Researchers Find Intimate Partner and Sexual Violence Prevalent Among Male Trauma Center Patients

One out of every six men who present to trauma centers is a survivor of some form of violence, with one in 20 having experienced both intimate partner and sexual violence (IPSV), according to a study by researchers at the University of Miami Miller School of Medicine and four other institutions.

In addition, men affected by penetrating trauma were slightly more likely than women to screen positive for IPSV, which in turn was associated with increases in rates of mental illness, substance abuse and trauma recidivism.

The findings were reported in a recent article in The Journal of Trauma and Acute Care Surgery.

Tanya L. Zakrison, M.D., M.H.Sc., M.P.H., associate professor in the DeWitt Daughtry Family Department of Surgery’s Division of Trauma and Surgical Critical Care at the Miller School, was the instigator of the research and first author of the study.

“I remember taking care of a young man several years back,” she said. “He was in his early 20s, but he looked so small and so very sad. This patient had just had a dispute with his girlfriend, who had ended their relationship. He came to our trauma center because of a self-inflicted stab wound. I remember wondering how often we saw trauma patients — both male and female — as a direct or indirect result of intimate partner violence.”

Zakrison and her colleagues, with the support of on-staff social workers, then began universal screening of all patients — regardless of gender, age, background or mechanism of presenting injury — to understand how often they had experienced intimate partner violence. They quickly expanded their questioning to include a screen for sexual violence.

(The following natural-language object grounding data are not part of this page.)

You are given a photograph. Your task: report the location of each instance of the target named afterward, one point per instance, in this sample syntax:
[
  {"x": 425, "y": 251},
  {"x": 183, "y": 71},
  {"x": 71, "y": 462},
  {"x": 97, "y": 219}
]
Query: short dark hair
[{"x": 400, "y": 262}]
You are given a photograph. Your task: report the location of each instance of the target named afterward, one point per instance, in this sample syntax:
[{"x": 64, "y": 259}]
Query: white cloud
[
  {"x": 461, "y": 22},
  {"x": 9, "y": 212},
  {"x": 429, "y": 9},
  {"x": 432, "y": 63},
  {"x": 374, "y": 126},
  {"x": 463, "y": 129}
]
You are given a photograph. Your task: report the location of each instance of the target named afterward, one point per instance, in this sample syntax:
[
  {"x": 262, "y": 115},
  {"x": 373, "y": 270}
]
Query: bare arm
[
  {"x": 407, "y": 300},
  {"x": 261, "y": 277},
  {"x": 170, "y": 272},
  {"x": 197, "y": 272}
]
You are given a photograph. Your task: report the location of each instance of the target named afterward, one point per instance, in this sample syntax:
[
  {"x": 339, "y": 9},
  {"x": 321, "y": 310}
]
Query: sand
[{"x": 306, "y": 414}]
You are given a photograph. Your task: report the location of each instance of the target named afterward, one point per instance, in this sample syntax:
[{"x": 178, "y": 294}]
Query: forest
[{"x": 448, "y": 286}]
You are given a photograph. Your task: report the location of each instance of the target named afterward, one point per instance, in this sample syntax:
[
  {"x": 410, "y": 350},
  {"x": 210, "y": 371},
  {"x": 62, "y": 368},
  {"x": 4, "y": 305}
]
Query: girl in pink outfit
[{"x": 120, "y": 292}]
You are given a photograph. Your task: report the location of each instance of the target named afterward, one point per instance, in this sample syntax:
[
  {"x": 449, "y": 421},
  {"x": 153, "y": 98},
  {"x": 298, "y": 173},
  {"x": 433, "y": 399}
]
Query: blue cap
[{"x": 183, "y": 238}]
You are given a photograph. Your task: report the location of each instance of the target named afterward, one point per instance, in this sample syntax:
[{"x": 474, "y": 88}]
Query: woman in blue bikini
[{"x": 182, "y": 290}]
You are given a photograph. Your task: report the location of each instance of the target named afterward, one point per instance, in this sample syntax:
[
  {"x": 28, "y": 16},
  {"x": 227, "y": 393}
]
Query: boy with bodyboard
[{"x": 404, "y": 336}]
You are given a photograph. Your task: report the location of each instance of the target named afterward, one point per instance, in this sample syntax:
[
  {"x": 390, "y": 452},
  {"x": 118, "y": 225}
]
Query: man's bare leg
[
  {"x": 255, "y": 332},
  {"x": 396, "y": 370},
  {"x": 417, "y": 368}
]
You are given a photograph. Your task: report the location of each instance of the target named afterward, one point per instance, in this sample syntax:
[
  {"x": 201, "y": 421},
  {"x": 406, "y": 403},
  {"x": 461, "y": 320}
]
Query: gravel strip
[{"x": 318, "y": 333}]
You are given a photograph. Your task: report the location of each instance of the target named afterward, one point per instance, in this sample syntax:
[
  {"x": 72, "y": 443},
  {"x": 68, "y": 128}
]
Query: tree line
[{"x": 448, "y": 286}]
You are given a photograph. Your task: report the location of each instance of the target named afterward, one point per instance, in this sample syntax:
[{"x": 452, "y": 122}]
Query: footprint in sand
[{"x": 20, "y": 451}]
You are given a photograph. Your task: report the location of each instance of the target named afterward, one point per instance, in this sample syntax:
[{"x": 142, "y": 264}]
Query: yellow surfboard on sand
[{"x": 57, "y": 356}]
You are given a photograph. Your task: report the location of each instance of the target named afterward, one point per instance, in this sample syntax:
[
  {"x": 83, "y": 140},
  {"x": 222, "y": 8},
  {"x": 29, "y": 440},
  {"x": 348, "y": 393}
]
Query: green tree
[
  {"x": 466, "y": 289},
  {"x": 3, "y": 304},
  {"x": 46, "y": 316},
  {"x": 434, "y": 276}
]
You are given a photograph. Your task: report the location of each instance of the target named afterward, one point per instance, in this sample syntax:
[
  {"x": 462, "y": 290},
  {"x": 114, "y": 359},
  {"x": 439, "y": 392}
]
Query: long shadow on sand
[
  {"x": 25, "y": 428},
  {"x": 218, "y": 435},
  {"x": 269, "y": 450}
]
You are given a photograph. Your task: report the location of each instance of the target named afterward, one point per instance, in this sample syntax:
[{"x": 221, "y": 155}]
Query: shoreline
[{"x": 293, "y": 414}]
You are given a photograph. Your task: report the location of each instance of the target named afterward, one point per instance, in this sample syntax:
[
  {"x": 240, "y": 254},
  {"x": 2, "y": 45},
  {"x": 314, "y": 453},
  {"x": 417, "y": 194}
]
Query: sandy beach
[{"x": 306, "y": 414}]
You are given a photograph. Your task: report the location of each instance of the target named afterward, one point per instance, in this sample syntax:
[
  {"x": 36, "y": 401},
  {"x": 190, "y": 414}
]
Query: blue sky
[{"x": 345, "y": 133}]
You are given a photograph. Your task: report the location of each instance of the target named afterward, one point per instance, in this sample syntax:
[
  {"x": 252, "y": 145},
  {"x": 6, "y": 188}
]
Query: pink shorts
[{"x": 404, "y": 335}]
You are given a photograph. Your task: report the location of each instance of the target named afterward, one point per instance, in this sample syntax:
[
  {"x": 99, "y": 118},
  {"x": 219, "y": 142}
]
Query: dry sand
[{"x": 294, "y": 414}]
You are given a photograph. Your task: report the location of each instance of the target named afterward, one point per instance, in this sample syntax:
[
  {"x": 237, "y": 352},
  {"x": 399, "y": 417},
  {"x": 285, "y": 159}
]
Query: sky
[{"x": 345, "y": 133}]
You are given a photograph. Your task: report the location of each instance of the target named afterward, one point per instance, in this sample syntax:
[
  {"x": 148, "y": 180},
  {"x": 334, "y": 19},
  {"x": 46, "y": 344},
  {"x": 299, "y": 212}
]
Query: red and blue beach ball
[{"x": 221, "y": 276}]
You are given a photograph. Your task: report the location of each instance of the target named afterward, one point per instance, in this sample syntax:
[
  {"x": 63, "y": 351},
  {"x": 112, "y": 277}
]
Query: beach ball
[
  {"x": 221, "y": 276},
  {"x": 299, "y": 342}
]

“We were blown away by the results,” said Zakrison. “We found that 14 percent of our overall sample of trauma patients at Jackson Memorial Hospital’s Ryder Trauma Center screened positive for intimate partner violence, with 8 percent screening positive for sexual violence, with no statistically significant difference in the rate between men and women. We quickly decided to expand to a multi-center trial, adding trauma centers in California, Florida, Georgia and Texas, and found similar results — that intimate partner and sexual violence is prevalent in all trauma patients.”

Those findings were reported in an article in the same journal in 2017.

For the most recent study, the researchers focused on men as a subgroup.

“We are not aware of any male-only studies in the United States on intimate partner violence in the trauma population, or the associated sequela of such violence,” said Zakrison. “Our objective was to perform a subgroup analysis of our affected male cohort, as this remains an understudied and neglected group in the trauma literature. One reason is that IPSV is generally underreported by men due to issues of shame. A 52-year-old male survivor of sexual violence in our study told us, ‘Not even my wife knows.’”

The researchers compiled and analyzed statistics related to the 1,281 men of the 2,034 patients who were admitted to four participating level-1 trauma centers over the course of 12 months. Of this cohort, 9.3 percent screened positive for intimate partner violence, 14.1 percent for IPSV, and 6.5 percent for sexual violence in the previous 12 months. A categorical analysis of the HITS (Hurts, Insults, Threatens, Screams) screen found the percentage of men who were physically hurt was actually higher than for women at 4.8 percent, compared with 4.3 percent, respectively. The total proportion of men who presented with any history of intimate partner violence, sexual violence or both (IPSV) was 15.8 percent, or more than one out of every six men.

“We know that intimate partner violence is bidirectional, at times affecting both partners in a relationship,” said Zakrison. “We postulate, however, with regards to the association with penetrating trauma, that it is possible that men who experience shaming, in particular, tend to have this rebound engagement in perceived hyper-masculine activities such as firearm-related violence, leading to societal-level violence. We feel it may lead to multidirectional violence, not just bidirectional.”

Both studies were supported by EAST, the Eastern Association for the Surgery of Trauma, the largest trauma surgery organization in the United States. Earlier this year, prior to the current paper’s publication, Zakrison won the Cox-Templeton Injury Prevention Paper Competition at EAST’s 31st Scientific Assembly in Lake Buena Vista, Fla., for this novel work.
Zakrison’s Miller School co-authors were Rishi Rattan, M.D., Xiomara Ruiz, M.D., David Turay, M.D., Ph.D., Nicholas Namias, M.D., M.B.A., Dante Yeh, M.D., and Daniel Pust, M.D. Additional co-authors were investigators at Hospital Universitario General Calixto García and Instituto de Ciencias Medicas at la Universidad de la Habana in Cuba, Emory University School of Medicine in Atlanta, Loma Linda University and Medical Center in Loma Linda, Calif., and UT Southwestern Medical Center and Parkland Memorial Hospital in Dallas.

Future studies will explore the connection between male intimate partner violence and homicide, shaming, toxic masculinity and firearm-related violence.